This work addresses the dual challenges of obstacle-aware trajectory generation and liquid-slosh suppression during vision-only VR teleoperation of a UR5e robotic arm—specifically when manipulating a glass containing liquid. We propose a general shared-control framework that integrates task-oriented multi-objective optimization with real-time motion planning. The method directly maps non-haptic VR controller inputs to joint-space trajectories satisfying collision avoidance, dynamic feasibility, and liquid-slosh suppression constraints—modeled via an equivalent single-pendulum approximation. Crucially, our approach enables online embedding and coordinated regulation of dynamic task constraints without requiring haptic feedback. Experimental evaluation demonstrates an average planning latency of only 13 ms, achieving high operational stability while significantly improving teleoperation accuracy and generalization capability for complex physical interaction tasks, such as steady-state pouring.

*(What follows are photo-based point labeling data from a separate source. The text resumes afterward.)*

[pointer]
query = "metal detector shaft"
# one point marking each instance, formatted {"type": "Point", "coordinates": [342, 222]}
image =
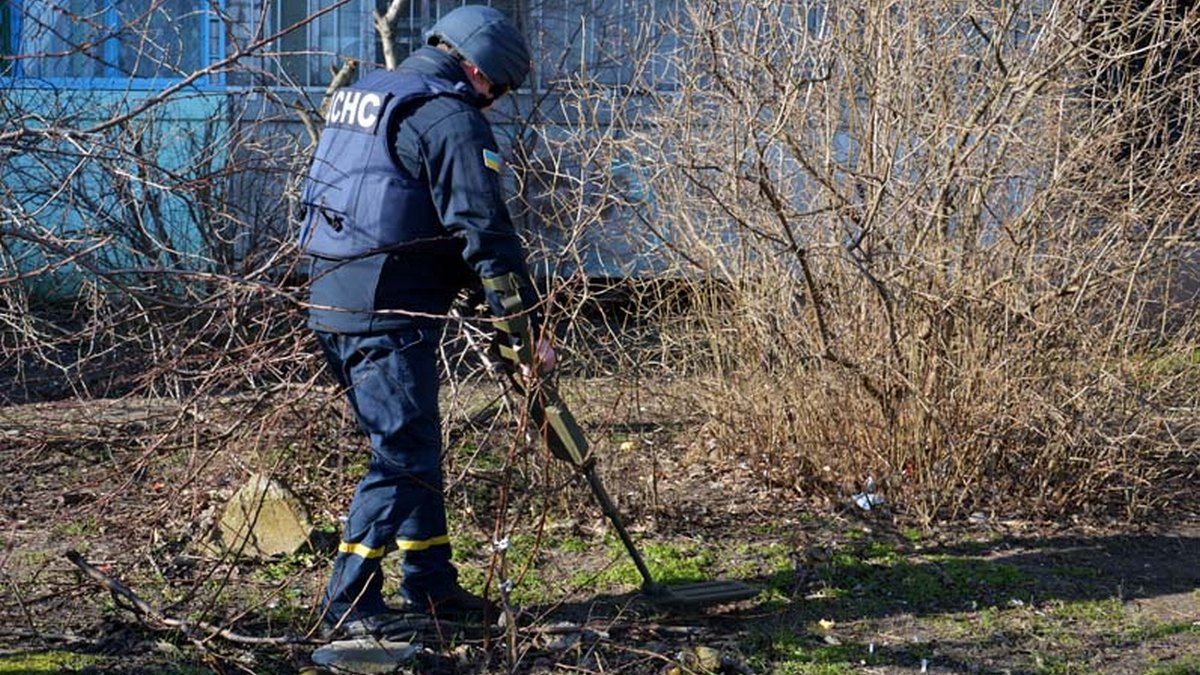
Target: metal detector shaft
{"type": "Point", "coordinates": [567, 442]}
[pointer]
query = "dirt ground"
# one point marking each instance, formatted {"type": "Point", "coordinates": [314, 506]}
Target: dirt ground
{"type": "Point", "coordinates": [844, 590]}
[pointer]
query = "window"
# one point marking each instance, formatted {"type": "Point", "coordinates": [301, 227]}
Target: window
{"type": "Point", "coordinates": [120, 42]}
{"type": "Point", "coordinates": [312, 52]}
{"type": "Point", "coordinates": [419, 17]}
{"type": "Point", "coordinates": [7, 40]}
{"type": "Point", "coordinates": [610, 42]}
{"type": "Point", "coordinates": [309, 55]}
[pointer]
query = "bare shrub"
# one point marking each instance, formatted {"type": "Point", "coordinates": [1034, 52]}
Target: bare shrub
{"type": "Point", "coordinates": [953, 243]}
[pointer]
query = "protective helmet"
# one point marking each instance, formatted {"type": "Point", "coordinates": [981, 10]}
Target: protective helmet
{"type": "Point", "coordinates": [487, 39]}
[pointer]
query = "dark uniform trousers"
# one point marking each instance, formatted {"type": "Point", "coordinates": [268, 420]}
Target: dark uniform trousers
{"type": "Point", "coordinates": [391, 381]}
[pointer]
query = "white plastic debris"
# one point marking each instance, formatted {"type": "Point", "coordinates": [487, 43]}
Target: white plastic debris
{"type": "Point", "coordinates": [867, 501]}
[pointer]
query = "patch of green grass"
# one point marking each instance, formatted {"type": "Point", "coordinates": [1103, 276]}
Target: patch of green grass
{"type": "Point", "coordinates": [85, 526]}
{"type": "Point", "coordinates": [669, 563]}
{"type": "Point", "coordinates": [1056, 664]}
{"type": "Point", "coordinates": [47, 662]}
{"type": "Point", "coordinates": [1107, 611]}
{"type": "Point", "coordinates": [1159, 631]}
{"type": "Point", "coordinates": [876, 575]}
{"type": "Point", "coordinates": [573, 545]}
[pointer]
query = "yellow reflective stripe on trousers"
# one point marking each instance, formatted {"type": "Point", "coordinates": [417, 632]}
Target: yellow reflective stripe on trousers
{"type": "Point", "coordinates": [405, 545]}
{"type": "Point", "coordinates": [360, 550]}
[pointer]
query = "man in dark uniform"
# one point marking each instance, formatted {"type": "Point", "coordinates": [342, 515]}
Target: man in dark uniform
{"type": "Point", "coordinates": [403, 209]}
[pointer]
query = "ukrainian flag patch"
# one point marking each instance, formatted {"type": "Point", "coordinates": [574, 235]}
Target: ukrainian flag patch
{"type": "Point", "coordinates": [492, 160]}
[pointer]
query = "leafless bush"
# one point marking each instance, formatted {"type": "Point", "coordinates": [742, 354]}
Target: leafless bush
{"type": "Point", "coordinates": [954, 243]}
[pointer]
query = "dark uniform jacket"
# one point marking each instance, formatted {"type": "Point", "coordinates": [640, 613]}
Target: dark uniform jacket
{"type": "Point", "coordinates": [435, 226]}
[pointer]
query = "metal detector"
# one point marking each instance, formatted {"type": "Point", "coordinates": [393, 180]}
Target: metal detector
{"type": "Point", "coordinates": [567, 442]}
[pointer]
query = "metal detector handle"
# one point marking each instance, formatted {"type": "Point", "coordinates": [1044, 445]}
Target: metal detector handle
{"type": "Point", "coordinates": [563, 435]}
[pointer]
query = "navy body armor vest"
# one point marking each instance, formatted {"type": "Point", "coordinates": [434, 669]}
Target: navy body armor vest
{"type": "Point", "coordinates": [357, 199]}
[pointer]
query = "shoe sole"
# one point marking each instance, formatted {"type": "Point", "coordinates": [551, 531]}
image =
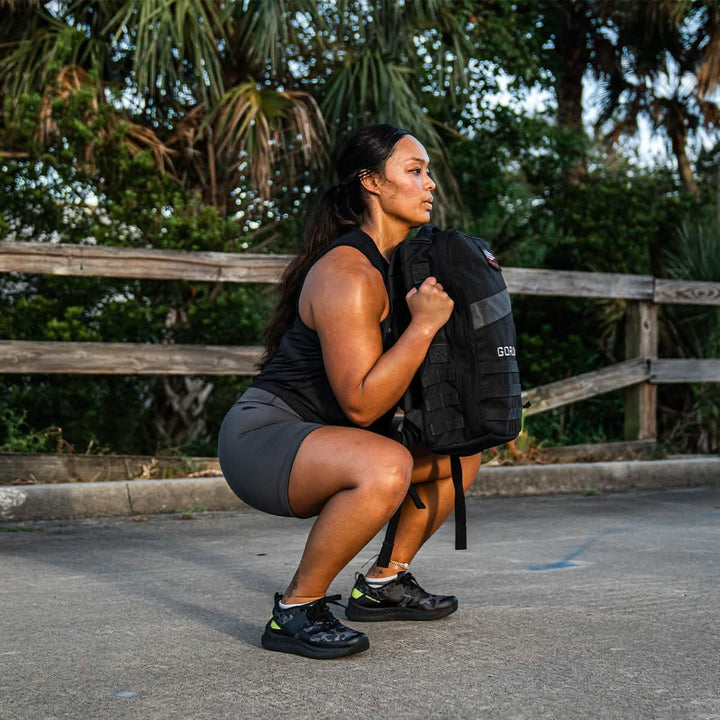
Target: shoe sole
{"type": "Point", "coordinates": [294, 646]}
{"type": "Point", "coordinates": [361, 614]}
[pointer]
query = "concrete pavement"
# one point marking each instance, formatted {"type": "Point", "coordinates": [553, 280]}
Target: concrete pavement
{"type": "Point", "coordinates": [570, 607]}
{"type": "Point", "coordinates": [146, 497]}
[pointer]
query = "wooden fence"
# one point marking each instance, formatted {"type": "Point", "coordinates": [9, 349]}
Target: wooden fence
{"type": "Point", "coordinates": [639, 374]}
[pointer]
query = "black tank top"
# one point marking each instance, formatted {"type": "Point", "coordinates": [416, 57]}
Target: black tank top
{"type": "Point", "coordinates": [296, 372]}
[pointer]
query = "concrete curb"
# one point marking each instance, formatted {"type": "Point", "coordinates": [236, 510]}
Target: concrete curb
{"type": "Point", "coordinates": [600, 477]}
{"type": "Point", "coordinates": [20, 503]}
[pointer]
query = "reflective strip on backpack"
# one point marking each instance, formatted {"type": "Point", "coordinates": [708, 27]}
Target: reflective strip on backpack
{"type": "Point", "coordinates": [490, 310]}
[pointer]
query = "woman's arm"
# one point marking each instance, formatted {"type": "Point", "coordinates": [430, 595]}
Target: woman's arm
{"type": "Point", "coordinates": [344, 301]}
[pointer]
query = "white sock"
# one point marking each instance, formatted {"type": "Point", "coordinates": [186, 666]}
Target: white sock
{"type": "Point", "coordinates": [287, 606]}
{"type": "Point", "coordinates": [377, 582]}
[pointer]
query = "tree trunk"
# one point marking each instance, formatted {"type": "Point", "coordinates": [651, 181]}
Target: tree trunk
{"type": "Point", "coordinates": [572, 45]}
{"type": "Point", "coordinates": [678, 139]}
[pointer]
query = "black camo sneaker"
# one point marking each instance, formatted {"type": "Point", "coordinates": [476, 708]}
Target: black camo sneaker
{"type": "Point", "coordinates": [400, 599]}
{"type": "Point", "coordinates": [311, 631]}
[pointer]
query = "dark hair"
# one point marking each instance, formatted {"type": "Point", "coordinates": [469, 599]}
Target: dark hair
{"type": "Point", "coordinates": [338, 208]}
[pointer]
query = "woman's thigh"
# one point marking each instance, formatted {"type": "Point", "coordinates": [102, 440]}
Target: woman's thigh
{"type": "Point", "coordinates": [331, 459]}
{"type": "Point", "coordinates": [429, 467]}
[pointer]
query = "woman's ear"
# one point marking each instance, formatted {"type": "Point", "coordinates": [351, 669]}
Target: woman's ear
{"type": "Point", "coordinates": [371, 183]}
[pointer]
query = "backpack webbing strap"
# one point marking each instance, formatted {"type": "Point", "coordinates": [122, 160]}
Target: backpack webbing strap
{"type": "Point", "coordinates": [460, 517]}
{"type": "Point", "coordinates": [386, 549]}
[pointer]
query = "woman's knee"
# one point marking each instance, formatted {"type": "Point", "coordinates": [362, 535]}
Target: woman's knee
{"type": "Point", "coordinates": [470, 466]}
{"type": "Point", "coordinates": [388, 472]}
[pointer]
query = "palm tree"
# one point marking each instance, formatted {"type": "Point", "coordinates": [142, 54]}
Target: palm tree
{"type": "Point", "coordinates": [226, 96]}
{"type": "Point", "coordinates": [664, 63]}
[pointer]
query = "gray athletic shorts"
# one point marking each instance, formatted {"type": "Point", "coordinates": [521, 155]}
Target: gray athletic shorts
{"type": "Point", "coordinates": [258, 441]}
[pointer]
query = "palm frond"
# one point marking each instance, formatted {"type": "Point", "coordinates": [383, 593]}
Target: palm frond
{"type": "Point", "coordinates": [266, 129]}
{"type": "Point", "coordinates": [175, 44]}
{"type": "Point", "coordinates": [708, 76]}
{"type": "Point", "coordinates": [31, 62]}
{"type": "Point", "coordinates": [268, 29]}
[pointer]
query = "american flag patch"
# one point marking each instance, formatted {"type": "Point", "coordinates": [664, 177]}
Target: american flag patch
{"type": "Point", "coordinates": [491, 259]}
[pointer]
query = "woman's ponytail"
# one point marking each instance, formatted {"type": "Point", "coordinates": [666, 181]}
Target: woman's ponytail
{"type": "Point", "coordinates": [337, 210]}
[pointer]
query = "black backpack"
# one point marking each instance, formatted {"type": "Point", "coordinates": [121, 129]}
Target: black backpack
{"type": "Point", "coordinates": [466, 396]}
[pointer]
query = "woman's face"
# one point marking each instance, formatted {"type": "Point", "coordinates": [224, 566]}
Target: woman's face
{"type": "Point", "coordinates": [405, 192]}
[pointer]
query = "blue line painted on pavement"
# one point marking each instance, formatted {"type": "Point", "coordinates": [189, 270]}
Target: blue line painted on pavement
{"type": "Point", "coordinates": [566, 562]}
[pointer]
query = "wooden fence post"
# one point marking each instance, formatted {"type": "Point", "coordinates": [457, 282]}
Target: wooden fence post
{"type": "Point", "coordinates": [641, 340]}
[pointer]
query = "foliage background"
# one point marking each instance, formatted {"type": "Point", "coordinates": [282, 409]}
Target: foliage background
{"type": "Point", "coordinates": [204, 125]}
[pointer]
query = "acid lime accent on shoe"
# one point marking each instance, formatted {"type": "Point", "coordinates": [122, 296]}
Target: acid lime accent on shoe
{"type": "Point", "coordinates": [356, 594]}
{"type": "Point", "coordinates": [401, 599]}
{"type": "Point", "coordinates": [311, 630]}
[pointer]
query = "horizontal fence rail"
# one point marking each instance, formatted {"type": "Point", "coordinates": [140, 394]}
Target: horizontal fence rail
{"type": "Point", "coordinates": [638, 375]}
{"type": "Point", "coordinates": [94, 261]}
{"type": "Point", "coordinates": [82, 358]}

Teleoperation with non-haptic VR controllers deprives human operators of critical motion feedback. We address this by embedding a multi-objective optimization problem that converts user input into collision-free UR5e joint trajectories while actively suppressing liquid slosh in a glass. The controller maintains 13 ms average planning latency, confirming real-time performance and motivating the augmentation of this teleoperation approach to further objectives.